APS is defined by the presence of elevated titers of antiphospholipid antibody with concomitant recurrent episodes of arterial, venous, or small vessel thrombosis and/or obstetric morbidity. Aside from painful cutaneous ulcers and necrosis, symptoms are variable depending on the organ system involved. The most common thrombotic events occur in the deep venous system, usually in the leg. Obstetric complications include premature delivery, unexplained fetal loss beyond 10 weeks of gestation, or 3 or more episodes of unexplained consecutive spontaneous abortions before 10 weeks of gestation. Respiratory compromise may signal a pulmonary embolism. Neurologic deficits due to cerebral events include severe migraine headaches, visual disturbances, and stroke. Renal, cardiac, hepatic, adrenal, and gastrointestinal thromboses produce their own symptomatology. Some patients with APS have the clinical manifestations of Sneddon syndrome.

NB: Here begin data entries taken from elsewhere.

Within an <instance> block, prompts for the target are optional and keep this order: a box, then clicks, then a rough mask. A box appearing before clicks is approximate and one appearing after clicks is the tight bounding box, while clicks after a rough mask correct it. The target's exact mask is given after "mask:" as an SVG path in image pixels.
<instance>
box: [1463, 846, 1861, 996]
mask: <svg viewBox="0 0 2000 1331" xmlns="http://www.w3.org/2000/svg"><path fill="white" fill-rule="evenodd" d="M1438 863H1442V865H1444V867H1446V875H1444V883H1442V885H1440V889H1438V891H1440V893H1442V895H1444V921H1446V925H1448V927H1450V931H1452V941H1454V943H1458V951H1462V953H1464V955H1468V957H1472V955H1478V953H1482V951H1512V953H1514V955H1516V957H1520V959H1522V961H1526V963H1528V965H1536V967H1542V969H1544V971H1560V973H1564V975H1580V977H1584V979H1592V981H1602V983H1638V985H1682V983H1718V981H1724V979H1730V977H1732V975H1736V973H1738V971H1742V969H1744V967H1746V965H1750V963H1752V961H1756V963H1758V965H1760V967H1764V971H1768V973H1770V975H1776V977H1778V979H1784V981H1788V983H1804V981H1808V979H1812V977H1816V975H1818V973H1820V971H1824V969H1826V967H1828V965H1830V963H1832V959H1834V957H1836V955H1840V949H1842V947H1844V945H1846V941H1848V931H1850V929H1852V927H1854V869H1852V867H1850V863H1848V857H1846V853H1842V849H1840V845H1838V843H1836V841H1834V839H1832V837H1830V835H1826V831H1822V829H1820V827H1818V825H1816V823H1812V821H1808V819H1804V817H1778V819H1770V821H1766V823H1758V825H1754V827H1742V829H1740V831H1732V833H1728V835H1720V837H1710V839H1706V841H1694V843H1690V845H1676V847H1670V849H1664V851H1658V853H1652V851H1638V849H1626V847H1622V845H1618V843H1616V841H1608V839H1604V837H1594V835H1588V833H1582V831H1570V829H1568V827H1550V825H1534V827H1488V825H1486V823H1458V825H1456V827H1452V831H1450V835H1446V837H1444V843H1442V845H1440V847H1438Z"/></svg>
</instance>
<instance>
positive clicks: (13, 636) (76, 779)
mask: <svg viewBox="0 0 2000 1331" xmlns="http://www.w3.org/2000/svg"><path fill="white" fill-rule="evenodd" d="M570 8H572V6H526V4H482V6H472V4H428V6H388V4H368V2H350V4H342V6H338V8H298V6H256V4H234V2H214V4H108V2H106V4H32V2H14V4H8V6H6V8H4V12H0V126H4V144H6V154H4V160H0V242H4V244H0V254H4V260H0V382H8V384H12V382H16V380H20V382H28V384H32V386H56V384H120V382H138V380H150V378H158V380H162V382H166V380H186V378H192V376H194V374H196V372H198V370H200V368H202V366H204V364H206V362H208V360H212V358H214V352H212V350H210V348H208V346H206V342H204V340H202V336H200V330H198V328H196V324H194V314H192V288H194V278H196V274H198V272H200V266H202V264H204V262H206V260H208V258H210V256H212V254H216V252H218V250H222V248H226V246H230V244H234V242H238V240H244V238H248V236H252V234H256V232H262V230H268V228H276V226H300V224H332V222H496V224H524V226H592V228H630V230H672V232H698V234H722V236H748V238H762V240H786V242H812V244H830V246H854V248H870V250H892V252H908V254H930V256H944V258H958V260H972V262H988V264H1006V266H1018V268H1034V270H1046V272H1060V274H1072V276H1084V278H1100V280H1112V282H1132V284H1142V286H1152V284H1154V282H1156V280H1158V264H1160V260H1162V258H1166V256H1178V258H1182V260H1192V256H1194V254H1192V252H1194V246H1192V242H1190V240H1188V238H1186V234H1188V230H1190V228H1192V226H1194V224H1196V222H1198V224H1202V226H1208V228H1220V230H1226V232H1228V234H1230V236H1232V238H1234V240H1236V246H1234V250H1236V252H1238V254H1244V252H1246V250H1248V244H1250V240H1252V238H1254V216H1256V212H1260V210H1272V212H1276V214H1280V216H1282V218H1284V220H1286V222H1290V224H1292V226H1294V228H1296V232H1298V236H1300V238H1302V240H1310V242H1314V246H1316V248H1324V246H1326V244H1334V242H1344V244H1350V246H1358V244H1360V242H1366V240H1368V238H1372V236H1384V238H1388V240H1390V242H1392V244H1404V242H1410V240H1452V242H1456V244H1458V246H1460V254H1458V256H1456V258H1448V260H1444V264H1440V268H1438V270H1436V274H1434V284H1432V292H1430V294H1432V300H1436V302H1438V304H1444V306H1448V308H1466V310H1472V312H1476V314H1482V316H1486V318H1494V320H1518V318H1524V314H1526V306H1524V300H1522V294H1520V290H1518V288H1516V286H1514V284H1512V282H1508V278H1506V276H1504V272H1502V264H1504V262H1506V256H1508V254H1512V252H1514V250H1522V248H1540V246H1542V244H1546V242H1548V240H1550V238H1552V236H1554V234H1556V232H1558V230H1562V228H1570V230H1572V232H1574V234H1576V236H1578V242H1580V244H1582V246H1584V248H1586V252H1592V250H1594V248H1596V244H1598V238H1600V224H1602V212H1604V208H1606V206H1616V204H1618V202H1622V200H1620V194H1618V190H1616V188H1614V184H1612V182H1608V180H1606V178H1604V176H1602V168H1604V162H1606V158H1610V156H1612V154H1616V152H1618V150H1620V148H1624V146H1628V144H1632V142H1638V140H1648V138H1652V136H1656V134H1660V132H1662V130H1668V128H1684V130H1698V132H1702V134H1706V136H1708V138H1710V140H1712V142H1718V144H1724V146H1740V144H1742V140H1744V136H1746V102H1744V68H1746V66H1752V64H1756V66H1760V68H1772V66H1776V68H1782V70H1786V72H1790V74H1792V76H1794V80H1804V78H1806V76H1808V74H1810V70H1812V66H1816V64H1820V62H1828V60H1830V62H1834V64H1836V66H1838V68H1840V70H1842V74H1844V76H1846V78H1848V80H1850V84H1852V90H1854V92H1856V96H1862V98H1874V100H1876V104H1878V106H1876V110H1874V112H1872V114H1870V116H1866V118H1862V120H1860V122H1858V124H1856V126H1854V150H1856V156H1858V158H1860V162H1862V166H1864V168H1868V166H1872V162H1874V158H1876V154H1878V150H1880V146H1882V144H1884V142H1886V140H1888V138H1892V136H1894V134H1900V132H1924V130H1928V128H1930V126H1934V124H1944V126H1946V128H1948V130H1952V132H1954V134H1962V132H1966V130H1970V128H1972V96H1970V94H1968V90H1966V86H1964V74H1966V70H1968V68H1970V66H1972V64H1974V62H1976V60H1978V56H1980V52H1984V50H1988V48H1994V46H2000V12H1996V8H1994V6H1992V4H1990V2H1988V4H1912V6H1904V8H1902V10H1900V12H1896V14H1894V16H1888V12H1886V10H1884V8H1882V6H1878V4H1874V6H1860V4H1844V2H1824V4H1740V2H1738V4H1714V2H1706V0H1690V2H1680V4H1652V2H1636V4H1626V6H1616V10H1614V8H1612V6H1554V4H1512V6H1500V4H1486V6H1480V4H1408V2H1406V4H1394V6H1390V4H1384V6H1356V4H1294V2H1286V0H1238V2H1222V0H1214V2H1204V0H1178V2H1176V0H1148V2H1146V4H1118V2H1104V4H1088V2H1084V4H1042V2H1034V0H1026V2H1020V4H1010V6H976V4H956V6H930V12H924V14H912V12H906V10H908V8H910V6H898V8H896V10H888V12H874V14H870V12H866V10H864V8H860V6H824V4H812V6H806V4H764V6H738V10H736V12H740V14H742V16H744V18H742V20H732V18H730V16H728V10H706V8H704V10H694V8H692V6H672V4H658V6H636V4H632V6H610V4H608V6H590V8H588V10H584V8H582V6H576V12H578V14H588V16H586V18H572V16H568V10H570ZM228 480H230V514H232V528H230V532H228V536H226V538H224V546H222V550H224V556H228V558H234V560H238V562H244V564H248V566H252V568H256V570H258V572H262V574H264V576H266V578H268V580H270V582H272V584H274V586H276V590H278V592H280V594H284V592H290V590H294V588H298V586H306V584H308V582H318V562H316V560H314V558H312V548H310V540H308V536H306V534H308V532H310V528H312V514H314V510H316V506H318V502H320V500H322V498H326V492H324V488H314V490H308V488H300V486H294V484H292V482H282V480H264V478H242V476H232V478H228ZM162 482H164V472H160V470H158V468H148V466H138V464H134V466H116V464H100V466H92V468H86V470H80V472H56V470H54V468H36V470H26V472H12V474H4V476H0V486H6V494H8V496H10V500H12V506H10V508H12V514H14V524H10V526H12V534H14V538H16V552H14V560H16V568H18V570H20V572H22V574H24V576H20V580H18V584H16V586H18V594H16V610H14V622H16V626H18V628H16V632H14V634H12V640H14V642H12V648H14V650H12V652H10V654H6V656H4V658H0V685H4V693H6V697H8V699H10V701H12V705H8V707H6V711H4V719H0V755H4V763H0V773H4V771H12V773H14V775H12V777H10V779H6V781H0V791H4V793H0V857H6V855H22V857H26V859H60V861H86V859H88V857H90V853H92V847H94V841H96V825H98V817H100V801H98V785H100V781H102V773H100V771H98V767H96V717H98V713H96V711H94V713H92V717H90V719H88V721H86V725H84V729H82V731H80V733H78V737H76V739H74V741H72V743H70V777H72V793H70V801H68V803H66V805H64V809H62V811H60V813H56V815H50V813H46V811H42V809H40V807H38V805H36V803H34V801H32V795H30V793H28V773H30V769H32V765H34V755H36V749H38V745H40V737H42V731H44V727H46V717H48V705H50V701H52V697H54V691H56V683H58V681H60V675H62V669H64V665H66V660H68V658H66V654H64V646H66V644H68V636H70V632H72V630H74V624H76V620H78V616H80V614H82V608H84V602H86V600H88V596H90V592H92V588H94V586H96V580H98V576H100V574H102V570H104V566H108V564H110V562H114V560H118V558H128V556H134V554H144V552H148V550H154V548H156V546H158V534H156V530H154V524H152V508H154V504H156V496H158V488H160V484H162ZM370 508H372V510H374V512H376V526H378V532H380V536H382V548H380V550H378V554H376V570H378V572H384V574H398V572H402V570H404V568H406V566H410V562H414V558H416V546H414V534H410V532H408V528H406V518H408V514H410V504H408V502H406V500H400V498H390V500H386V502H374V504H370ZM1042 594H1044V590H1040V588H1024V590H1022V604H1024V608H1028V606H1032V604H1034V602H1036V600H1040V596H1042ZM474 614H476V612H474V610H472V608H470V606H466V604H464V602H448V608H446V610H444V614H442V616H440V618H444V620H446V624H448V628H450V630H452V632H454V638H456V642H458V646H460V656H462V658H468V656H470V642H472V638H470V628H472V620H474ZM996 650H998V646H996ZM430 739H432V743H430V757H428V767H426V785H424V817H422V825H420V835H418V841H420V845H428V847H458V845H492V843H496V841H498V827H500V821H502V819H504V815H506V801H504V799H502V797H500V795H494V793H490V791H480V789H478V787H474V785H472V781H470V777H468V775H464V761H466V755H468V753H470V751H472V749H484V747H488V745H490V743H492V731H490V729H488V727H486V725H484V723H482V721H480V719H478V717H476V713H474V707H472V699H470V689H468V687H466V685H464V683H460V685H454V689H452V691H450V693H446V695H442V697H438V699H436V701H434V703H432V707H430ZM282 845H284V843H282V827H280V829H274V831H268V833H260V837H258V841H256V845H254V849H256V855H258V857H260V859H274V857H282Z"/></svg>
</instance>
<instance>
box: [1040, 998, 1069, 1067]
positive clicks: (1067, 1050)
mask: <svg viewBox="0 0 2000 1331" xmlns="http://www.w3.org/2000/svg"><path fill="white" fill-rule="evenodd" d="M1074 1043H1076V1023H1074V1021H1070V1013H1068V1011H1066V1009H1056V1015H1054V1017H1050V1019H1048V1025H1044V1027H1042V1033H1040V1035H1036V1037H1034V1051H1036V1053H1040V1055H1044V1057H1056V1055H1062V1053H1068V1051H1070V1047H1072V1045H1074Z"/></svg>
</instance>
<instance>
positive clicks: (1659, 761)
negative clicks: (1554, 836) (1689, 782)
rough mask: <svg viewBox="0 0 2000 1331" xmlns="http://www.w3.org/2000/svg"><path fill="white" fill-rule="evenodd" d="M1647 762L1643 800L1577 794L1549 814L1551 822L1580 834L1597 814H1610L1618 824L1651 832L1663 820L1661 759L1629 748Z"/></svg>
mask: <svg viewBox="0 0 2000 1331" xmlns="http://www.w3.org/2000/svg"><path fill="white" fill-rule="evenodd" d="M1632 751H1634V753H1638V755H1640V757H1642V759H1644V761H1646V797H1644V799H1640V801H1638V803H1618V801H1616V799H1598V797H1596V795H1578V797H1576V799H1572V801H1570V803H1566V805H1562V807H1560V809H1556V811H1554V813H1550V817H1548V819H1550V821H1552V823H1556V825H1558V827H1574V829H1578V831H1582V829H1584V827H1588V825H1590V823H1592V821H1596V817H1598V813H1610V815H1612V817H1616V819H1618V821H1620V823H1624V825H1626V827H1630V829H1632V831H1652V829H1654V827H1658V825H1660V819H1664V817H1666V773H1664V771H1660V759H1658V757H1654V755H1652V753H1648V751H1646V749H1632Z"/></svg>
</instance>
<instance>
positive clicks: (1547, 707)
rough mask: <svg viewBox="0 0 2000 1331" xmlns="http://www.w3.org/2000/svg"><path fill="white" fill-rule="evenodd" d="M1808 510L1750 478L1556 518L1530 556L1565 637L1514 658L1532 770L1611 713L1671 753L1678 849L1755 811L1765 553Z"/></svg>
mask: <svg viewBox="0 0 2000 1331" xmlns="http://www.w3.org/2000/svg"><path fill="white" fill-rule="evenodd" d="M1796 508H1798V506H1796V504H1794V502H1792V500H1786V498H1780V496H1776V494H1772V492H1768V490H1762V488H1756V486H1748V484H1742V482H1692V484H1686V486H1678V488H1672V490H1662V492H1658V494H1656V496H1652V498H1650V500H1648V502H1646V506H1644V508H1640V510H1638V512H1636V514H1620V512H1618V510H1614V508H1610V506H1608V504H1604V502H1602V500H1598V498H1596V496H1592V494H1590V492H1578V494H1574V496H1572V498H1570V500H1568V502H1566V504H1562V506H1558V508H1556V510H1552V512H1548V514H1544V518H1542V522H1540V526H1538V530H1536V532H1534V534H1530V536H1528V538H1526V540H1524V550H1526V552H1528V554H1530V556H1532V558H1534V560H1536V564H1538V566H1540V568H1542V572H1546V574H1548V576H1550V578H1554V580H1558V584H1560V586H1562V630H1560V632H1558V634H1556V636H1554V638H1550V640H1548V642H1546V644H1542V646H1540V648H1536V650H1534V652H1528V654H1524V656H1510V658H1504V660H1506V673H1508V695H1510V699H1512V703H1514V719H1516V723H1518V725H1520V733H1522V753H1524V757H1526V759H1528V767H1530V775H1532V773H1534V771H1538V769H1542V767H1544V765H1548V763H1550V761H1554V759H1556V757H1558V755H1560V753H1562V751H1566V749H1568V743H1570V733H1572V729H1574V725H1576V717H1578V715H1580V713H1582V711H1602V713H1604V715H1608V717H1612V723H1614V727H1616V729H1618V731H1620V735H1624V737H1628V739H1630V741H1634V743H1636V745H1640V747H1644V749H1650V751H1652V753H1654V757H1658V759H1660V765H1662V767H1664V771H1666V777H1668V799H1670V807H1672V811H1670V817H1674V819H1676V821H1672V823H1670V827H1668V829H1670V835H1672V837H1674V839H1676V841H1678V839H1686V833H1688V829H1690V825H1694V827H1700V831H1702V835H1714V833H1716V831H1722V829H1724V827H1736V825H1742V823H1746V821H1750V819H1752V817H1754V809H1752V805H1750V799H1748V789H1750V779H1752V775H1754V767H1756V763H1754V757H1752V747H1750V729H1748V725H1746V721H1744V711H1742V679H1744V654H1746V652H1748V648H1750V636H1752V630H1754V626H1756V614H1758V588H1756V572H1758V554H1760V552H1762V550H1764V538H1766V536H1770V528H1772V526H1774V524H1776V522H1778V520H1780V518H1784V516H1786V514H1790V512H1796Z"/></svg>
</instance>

In rare cases, catastrophic antiphospholipid antibody syndrome (CAPS) can develop, characterized by rapid development of widespread thrombotic disease involving at least 3 organ systems, which can include the skin. CAPS is associated with morbidity (risk of amputation) and mortality.
The Sapporo criteria for diagnosis of APS were developed by an international expert panel in 1999 and revised in 2006 (ie, the Sydney criteria). According to the revised criteria, one clinical finding along with one positive laboratory criterion must be present. While the 2006 criteria have been noted by some to be less sensitive than the 1999 criteria, their diagnostic and laboratory parameters are still useful in establishing a diagnosis. Presence of antiphospholipid antibody without thrombotic events is not sufficient to diagnose APS.
Sydney criteria (2006)
- An episode of arterial or venous thrombosis that is confirmed with an imaging study, or an episode of small vessel thrombosis, and/or
- Unexplained spontaneous abortion of a morphologically normal fetus after 10 weeks of pregnancy, and/or
- A premature birth of an otherwise healthy infant before 34 weeks of pregnancy due to maternal complications such as preeclampsia, eclampsia, or placental insufficiency
- Two or more positive tests for anticardiolipin antibody (immunoglobulin G [IgG] and/or IgM, ie, greater than 40 GPL or MPL or greater than the 99th percentile) in serum or plasma, at least 12 weeks apart, by ELISA, and/or
- Two or more positive plasma tests for lupus anticoagulant (ie, greater than 40 GPL or MPL or greater than the 99th percentile), at least 12 weeks apart, and/or
- Two or more positive tests for anti-beta-2-glycoprotein I antibody (IgG and/or IgM, greater than the 99th percentile) in serum or plasma, at least 12 weeks apart, by ELISA.